Several times I have heard people call my trip a pilgrimage, and once I was called a prophet. I don't agree with the last and find little in support of the first. Whenever I thought of a pilgrimage it had always involved travel to a holy site, or perhaps several, where one could see the preserved remains of some saint or stand where ecstacy had occurred.
As I approached Crater Lake the trip took the feel of an approach to the sacred. I left Oregon Caves National Monument, where my friend Marie "Moose" was working, after staying there for some days to make my way to the lake. The route was not direct, taking me over trails and forest service roads, leading me first to high alpine meadows where in July the first of the sprin flowers pushed thru the snow. To the south, where the blue of the sky mixed with the blue of the land, the ragged cap of Shasta hung, present as moonrise.
For days it haunted me as I walked. While I never got close enough to see the rock that lofted the ice skyward, I did not need to get closer to feel the power of such a mountain, solitary and monolithic. Three nights I would watch twilight keep the peak lit till last. Somewhere near Lake Hyatt I would see it last, as I followed the Pacific Crest Trail into a long tunnel of fir that emptied to a lodgepole forest in the midst of insect bloom. Forty miles of mosquitoes that made shadows thick as your own around your head that breathing seemed equal parts air and insect. Then snow, then a burned out landscape of ash and blackened stump, then the pumice desert, a last curtain of mosquitoes, and the final three thousand feet to the lake itself.

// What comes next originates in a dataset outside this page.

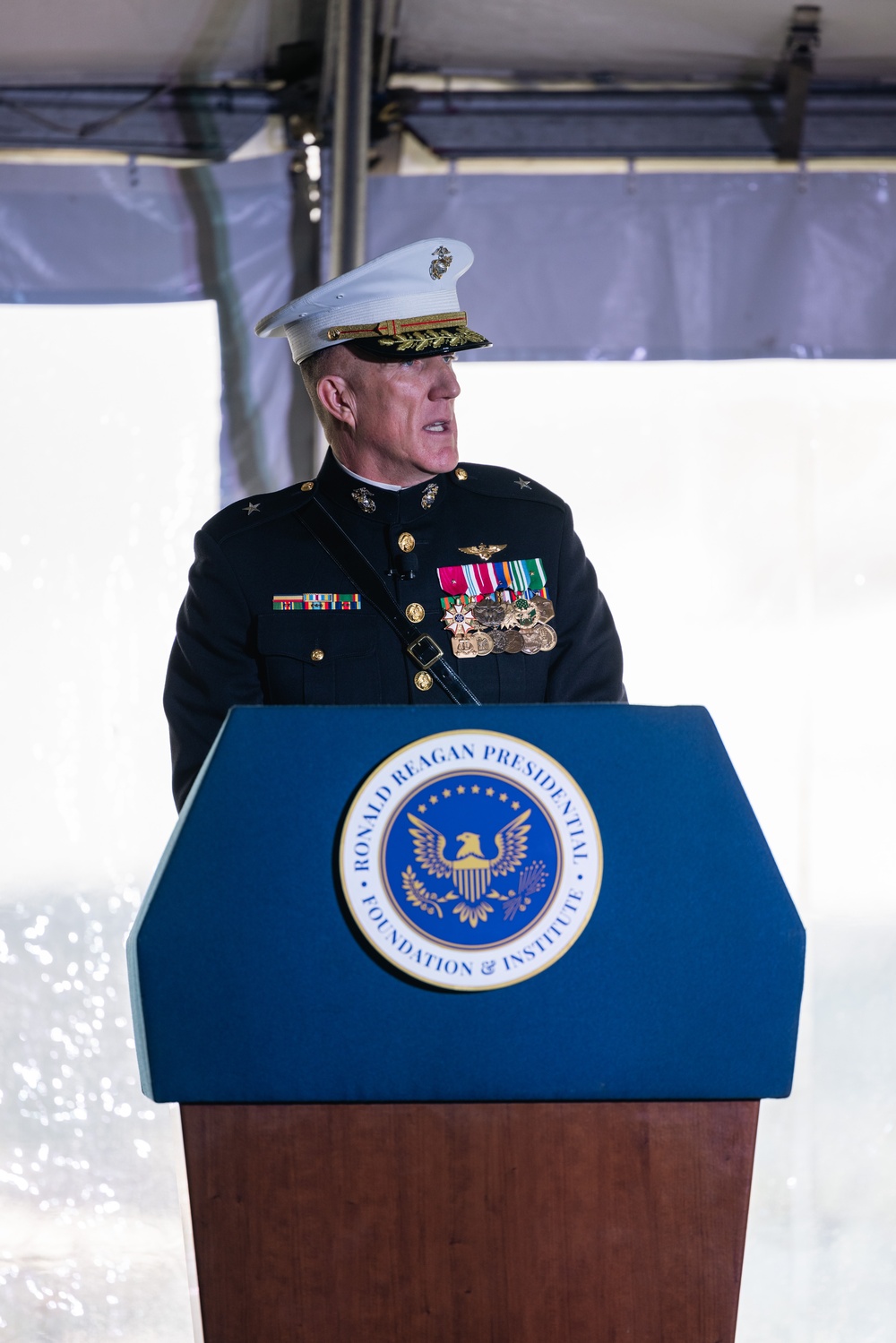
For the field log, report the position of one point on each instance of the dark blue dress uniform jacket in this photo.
(233, 648)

I arrived at the perfect moment, when thunder threatened but never came and no wind blew that clouds drifted harmlessly over a five mile wide reflecting pool of the purest clarity. There was hardly a ripple on the surface that the lake was as pure as a blue hole. The water was so perfected as to make the sky seem the immitation. Looking eastward from the western rim, the rim opposite did not seem so much the completion of the caldera that made the lake, but an arch, placed on its side, thru which one might pass to a different world, or else fall forever into sky. Whether or not that would be better or worse than to be on this earth, it would for sure be a damn lot bluer.

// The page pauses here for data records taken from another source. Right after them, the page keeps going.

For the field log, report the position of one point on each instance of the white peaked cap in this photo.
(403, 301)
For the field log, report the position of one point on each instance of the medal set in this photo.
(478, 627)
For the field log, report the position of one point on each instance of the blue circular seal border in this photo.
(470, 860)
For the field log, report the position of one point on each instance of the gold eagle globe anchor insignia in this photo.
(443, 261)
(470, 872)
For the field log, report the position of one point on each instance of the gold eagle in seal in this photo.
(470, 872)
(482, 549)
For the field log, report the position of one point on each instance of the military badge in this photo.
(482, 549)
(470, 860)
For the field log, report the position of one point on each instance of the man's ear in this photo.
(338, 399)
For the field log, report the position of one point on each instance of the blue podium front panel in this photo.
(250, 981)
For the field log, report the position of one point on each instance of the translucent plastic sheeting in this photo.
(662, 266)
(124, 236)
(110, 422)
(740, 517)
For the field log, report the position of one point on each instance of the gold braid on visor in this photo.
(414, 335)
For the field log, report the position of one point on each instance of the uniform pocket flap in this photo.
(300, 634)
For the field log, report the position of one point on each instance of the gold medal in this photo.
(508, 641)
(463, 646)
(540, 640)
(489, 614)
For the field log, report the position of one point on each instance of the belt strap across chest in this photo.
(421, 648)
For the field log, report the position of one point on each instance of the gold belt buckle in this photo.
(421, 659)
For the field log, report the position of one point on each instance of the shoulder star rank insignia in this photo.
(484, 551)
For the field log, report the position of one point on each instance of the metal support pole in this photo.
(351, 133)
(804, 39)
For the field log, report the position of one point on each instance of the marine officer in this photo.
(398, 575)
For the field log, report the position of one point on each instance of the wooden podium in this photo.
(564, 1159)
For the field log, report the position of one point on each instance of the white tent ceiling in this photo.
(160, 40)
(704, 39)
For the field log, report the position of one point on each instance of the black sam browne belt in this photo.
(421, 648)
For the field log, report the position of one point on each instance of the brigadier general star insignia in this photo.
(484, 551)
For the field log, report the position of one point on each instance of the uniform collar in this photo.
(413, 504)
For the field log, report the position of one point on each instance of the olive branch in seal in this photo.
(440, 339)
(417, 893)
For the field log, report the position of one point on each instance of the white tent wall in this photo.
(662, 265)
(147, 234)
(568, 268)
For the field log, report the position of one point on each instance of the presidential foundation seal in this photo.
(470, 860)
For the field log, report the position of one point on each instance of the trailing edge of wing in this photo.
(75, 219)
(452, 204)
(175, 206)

For those who have not been there, it may be difficult to understand the intensity of color. The lake, being five miles wide and 1949 feet deep, has no streams to feed it. Snowmelt and rain are the only sources of water. And so no silt to muddy it up. This means water so pure a white disc can still be clearly seen forty two feet from the surface. It is so startlingly clear that blue is not only reflected from the sky, but refracted and magnified with incoming light that the lake becomes a vast eye many times bluer than anything over it. So blue that it is a color that seems alive, and to look at it feels an act of worship, like contemplating a mandala, or the Madonna and child, or the rose window of Chartres (itself blue, but good, hopping, glory, not blue like this!). It feels so satisfying to consider it that looking away afterwards leaves one feeling insufficient and hungry to look again. This is a place of greatness, and of healing, another place where the power of the world is felt.
I climbed Mt. Garfield, an easy peak on the southwestern rim, and then kept going after the trail stopped, following the rim to a small knot of pines. Under them I made my camp. No people, no roads in sight, just I and the lake. My tent window faced the phantom ship, an eroded pinnacle island near the lake shore. The drop a few feet from the door was steep, but still the lake did not look so far away. There was much pumice around from the explosion that made the lake. I threw a stone as hard as I could. After more than five seconds it landed far short of the water. A drop of more than a thousand feet. Probably as far above the water as the lake was deep.
I had the sensation of the two principle characters of the motorcycle diaries. Having traveled far and learned much they reach the lonesome peak of Machu Pichu, there to contemplate the lonely holdout in solitude. I have never been there, but the words they said I remember. "How is it possible that I can feel nostalgia for a world I never knew?"
While I have wished to have been born earlier, i am glad I did not come to this world any later. This is a world I am knowing. The knowledge isn't complete. The wind picked up as thunderclouds rolled it, stirring the lake. Hailstones came down. I howled, I roared, I yodeled, I whupped. And then I sat in silence.
The word prophet comes from the ancient Greek prophetas, "one touched with divine madness."